DEV Community

Small Model from Huggingface with Video understanding

A couple of weeks ago, SmolVLM-2 got released by Huggingface with an amazing feature — Video Understanding. The Vision Language Model initially been playing around the images, now has been upgraded with understanding of video inputs. It has been released in different variants such as 2.2B, 500M and 256M parameter models.

Image generated with AI - Flux.1-dev

Though the model is not very much perfect, it can get the task done with a decent level of accuracy. Here’s a small and simple tutorial on how to play with this model (500M in this case).

Environment : Google Colab (with T4 GPU)
NOTE: I’ve disabled flash-attention as it is supported only by latest GPUs

Code Example

Used a sample input of a video (around 30 seconds).

!pip install wheel decord pyav num2words
!pip install flash-attn --no-build-isolation
!pip install git+https://github.com/huggingface/transformers@v4.49.0-SmolVLM-2
Enter fullscreen mode Exit fullscreen mode

These are some pre-required libraries to be installed for the script to work with video inputs. flash-attn may not be required as the T4 GPU is not compatible with flash-attention. SmolVLM-2 is not yet available in the stable release of transformers package, so the release version is used in pip installation.

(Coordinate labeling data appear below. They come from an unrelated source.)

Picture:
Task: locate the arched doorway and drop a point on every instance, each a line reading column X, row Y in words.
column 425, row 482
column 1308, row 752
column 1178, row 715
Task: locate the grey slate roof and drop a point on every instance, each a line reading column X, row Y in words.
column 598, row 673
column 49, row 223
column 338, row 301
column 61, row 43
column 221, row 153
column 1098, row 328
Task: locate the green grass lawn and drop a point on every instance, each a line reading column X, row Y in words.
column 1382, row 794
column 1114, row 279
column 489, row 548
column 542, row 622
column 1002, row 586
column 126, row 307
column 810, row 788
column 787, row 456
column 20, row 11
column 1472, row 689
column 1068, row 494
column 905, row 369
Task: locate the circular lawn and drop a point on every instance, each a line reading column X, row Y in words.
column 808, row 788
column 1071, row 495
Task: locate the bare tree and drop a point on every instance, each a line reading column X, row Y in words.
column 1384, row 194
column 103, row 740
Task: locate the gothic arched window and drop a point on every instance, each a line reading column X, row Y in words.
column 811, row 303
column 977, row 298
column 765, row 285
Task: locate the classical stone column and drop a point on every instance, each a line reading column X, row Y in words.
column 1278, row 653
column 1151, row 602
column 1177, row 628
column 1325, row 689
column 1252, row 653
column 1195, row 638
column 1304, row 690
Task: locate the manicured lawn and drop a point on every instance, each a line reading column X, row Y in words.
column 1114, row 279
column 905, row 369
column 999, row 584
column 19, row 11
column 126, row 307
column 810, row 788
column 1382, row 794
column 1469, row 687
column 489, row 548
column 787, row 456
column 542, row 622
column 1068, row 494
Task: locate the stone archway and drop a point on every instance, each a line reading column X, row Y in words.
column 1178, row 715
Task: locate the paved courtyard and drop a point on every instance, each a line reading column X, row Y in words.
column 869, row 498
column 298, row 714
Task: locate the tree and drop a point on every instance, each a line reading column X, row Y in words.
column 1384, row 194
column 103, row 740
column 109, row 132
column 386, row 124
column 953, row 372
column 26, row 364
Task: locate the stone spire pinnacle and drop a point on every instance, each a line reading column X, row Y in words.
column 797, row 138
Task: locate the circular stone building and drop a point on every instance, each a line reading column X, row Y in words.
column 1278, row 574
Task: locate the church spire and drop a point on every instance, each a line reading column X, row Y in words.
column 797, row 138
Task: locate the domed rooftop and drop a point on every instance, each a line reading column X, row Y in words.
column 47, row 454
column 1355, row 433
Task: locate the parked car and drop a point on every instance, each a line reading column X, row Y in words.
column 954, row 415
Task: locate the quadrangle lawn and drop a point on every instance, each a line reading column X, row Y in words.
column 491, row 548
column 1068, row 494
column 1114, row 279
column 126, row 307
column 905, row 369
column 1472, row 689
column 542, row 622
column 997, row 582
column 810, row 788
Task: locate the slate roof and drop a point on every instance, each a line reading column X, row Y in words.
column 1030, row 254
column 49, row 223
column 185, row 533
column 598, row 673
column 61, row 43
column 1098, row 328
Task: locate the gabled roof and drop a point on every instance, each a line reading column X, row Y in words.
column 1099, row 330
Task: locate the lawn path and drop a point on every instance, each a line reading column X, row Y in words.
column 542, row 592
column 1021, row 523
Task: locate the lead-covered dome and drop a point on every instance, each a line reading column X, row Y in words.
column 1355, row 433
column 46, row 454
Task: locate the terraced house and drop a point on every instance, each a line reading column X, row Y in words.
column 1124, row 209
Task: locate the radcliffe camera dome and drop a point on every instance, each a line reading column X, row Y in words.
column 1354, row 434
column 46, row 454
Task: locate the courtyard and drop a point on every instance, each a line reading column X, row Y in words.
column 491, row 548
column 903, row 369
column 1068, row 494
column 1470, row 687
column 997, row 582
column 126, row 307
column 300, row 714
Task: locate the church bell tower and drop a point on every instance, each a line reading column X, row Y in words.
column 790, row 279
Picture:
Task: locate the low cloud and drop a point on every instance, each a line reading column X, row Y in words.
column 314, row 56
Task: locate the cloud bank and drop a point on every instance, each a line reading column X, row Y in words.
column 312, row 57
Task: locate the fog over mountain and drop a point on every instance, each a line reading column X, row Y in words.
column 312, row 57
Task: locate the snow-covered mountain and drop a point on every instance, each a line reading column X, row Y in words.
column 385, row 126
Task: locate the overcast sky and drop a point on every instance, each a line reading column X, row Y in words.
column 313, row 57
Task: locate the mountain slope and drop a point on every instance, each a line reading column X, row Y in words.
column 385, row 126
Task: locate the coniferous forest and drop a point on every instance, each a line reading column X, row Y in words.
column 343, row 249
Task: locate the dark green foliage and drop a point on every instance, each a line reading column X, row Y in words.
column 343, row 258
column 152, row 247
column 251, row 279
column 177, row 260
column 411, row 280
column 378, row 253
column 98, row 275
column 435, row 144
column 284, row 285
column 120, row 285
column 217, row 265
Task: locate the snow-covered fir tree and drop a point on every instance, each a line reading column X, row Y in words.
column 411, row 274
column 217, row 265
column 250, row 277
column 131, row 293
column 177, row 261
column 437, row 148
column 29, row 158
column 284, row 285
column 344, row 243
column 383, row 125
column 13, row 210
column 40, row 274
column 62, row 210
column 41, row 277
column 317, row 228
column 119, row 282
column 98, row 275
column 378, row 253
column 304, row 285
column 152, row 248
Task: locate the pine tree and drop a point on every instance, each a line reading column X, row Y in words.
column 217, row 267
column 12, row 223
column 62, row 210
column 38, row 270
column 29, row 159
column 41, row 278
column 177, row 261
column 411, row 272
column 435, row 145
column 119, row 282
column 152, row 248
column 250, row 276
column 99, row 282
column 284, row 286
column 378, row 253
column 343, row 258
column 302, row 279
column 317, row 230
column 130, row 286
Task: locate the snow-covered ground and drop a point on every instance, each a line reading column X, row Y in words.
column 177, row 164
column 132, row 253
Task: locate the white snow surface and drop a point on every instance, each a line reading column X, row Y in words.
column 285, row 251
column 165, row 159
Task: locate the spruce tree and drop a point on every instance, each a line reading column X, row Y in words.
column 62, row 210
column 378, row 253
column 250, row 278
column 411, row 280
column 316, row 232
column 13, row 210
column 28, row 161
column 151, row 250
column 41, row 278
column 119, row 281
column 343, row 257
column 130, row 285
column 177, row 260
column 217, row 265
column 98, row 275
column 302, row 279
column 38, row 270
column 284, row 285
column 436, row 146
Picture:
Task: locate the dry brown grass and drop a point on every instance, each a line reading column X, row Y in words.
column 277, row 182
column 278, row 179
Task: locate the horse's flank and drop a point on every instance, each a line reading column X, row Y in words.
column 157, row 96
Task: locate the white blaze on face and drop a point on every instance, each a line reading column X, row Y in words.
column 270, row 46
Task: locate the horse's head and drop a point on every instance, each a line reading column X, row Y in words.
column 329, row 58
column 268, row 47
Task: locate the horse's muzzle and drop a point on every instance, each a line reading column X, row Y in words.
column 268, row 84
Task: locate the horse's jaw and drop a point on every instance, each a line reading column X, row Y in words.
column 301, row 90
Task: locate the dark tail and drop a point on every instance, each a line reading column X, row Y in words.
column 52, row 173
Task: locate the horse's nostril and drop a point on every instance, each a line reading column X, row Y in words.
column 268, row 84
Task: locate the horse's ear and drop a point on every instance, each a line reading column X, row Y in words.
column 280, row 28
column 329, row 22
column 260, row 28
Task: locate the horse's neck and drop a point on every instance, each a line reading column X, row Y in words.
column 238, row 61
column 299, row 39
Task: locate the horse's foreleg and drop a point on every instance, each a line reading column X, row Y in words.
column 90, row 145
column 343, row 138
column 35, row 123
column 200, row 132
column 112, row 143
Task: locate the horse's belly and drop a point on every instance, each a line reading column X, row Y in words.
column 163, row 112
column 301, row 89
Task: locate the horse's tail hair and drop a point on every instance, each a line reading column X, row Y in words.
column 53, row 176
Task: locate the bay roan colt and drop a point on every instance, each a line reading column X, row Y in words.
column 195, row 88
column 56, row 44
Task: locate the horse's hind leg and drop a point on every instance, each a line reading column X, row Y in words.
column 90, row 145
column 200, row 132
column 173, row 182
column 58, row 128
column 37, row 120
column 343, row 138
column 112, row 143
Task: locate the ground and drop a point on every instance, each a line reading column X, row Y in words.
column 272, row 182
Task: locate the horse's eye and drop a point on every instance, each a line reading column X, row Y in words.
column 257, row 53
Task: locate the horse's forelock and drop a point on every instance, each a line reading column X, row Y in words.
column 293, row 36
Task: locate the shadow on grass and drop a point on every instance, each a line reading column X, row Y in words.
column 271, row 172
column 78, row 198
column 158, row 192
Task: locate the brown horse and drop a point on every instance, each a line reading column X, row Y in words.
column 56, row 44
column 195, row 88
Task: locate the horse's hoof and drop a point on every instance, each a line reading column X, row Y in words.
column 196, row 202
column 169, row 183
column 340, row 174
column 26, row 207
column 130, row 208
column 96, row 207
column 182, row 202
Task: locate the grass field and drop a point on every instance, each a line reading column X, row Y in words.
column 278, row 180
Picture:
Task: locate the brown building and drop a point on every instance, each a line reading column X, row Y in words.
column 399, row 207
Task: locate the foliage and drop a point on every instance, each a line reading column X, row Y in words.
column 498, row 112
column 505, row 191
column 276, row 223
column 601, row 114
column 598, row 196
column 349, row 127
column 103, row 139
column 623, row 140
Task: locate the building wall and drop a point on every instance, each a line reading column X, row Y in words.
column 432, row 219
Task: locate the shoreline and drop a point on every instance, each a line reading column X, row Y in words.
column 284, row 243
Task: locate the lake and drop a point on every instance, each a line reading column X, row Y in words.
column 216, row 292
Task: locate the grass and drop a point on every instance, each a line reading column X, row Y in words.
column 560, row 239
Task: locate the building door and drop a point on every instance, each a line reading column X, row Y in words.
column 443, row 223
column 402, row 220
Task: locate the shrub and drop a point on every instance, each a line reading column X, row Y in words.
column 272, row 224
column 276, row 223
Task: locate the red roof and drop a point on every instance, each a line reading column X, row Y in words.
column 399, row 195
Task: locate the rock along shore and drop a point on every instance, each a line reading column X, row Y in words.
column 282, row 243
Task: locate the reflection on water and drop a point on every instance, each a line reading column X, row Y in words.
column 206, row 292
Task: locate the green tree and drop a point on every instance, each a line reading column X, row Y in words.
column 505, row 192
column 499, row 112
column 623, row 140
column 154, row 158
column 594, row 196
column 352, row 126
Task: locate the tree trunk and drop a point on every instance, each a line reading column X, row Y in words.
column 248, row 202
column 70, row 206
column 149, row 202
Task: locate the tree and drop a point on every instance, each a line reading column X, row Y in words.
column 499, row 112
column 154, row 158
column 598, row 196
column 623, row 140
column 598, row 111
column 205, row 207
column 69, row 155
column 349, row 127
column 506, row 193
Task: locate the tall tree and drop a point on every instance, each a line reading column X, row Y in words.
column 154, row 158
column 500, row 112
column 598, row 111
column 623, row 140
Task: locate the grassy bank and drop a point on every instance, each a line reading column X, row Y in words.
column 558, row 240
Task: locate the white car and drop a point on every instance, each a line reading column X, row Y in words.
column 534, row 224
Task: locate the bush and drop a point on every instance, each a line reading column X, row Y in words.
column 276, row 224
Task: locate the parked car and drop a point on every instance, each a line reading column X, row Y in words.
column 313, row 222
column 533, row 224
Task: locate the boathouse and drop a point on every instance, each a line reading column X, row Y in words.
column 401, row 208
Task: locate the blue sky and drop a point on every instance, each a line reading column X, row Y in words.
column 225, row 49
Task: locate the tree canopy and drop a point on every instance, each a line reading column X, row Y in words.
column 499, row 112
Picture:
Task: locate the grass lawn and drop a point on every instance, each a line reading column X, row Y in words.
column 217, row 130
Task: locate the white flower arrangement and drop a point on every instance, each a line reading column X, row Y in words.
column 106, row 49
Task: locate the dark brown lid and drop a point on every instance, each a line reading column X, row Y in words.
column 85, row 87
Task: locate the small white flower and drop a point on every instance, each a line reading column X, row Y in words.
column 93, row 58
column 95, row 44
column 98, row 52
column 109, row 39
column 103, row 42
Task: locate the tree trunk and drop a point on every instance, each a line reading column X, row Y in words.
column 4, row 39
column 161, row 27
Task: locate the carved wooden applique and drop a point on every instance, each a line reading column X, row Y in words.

from transformers import AutoProcessor, AutoModelForImageTextToText
import torch

model_path = "HuggingFaceTB/SmolVLM2-500M-Video-Instruct"
processor = AutoProcessor.from_pretrained(model_path)
model = AutoModelForImageTextToText.from_pretrained(
    model_path,
    torch_dtype=torch.bfloat16,
    # _attn_implementation="flash_attention_2"
).to("cuda")
Enter fullscreen mode Exit fullscreen mode

Required libraries are imported after the installation. Then, the model is downloaded using transformers and then loaded into the GPU (‘cuda’).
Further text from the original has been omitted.